“ Erith is a place in the London Borough of Bexley, south east London on the River Thames, United Kingdom. Erith's town centre has been successively modernised since 1961. „
If you drive through Erith today you could be forgiven for not realising that it was once a popular tourist destination. At first glance there are few obvious signs that affluent Victorians once arrayed themselves in their finery to parade along the Erith waterfront gardens.
Erith is located on the edge of London just inside the M25, but it is it's position on the river Thames that has always been most important to Erith.
The name Erith comes from a Viking word meaning 'Muddy Harbour'. In Tudor times Erith, was used for outfitting warships that where constructed along the Thames. The river also played a significant role in transporting materials to and from the various industries to which Erith has played host over the years.
It is this industrial legacy which has left its mark on Erith today. Although it is many years since the large scale industries ceased at Erith you do not have to delve too deeply to find the relics they left behind. Perhaps most noticeable are the remaining railway tracks from the old line that used to transport gravel from the quarry to the waterfront.
In more recent times a concerted effort has been made to revitalise Erith. There is now a major Riverside shopping centre which is at least as good as any other in the vicinity. Much of the former industrial land has been turned into affordable housing for local residents, and the signs of growing prosperity are everywhere to be seen.
So what is there to see and do in Erith today?
The local churches are a good place to start any visit. Two in particular are worthy of special mention. St John the Baptist church dates from Norman times and also features a brass to Elizabeth, Countess of Shrewsbury (died 1567).
Christchurch, Erith is a comparative newcomer to the ecclesiastical scene, although only completed in 1874 it is a grade 2 listed building and has a spectacular series of murals decorating the interior of the church. Another important local religious site is Lesnes Abbey, although this falls just outside the boundary of Erith it is worth the short detour if you are in the area. The ruins of the abbey, which dates from 1178, are picturesque, and the whole site is beautifully landscaped.
If culture is more in your line then the Playhouse theatre is the place to head for. Located close to the Erith waterfront this is a cultural landmark and there is usually a show there that is worth seeing.
For outdoor pursuits you may want to head for Erith leisure centre, or perhaps a more relaxing stroll in the Riverside gardens. There is also the possibility of the sports ground, or the recreation ground on the Erith / Belvedere borders, the latter of these also includes a great children's play area that even adults can enjoy.
Travelling slightly further afield there are areas of woodland to explore in Barnehurst and Lesnes, as well as the famous Hall Place house and gardens, all within a ten minute drive.

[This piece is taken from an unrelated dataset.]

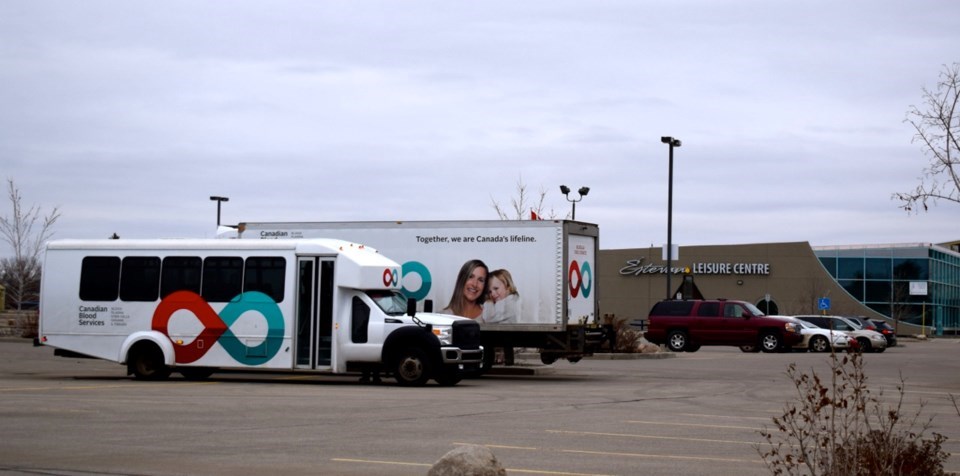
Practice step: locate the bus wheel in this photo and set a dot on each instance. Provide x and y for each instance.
(412, 368)
(196, 373)
(146, 363)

It has to be admitted that eating out is not one of the things that Erith is best at, there are numerous cheap cafes, snack bars, and Indian or Chinese takeaways, but a distinct lack of anything more formal. The best option is probably to head for one of the many public houses that serves food. I have yet to find one where the food was inedible, and the prices are usually reasonable.
Accommodation is almost non-existent in Erith, a few of the pubs have rooms to rent but that is about it. If you want to spend more than a day soaking up the atmosphere then I suggest you head for nearby Bexleyheath where rooms can be had at either the Marriott or the Holiday Inn.
Erith is well worth a visit, don't miss one of south east London's hidden gems.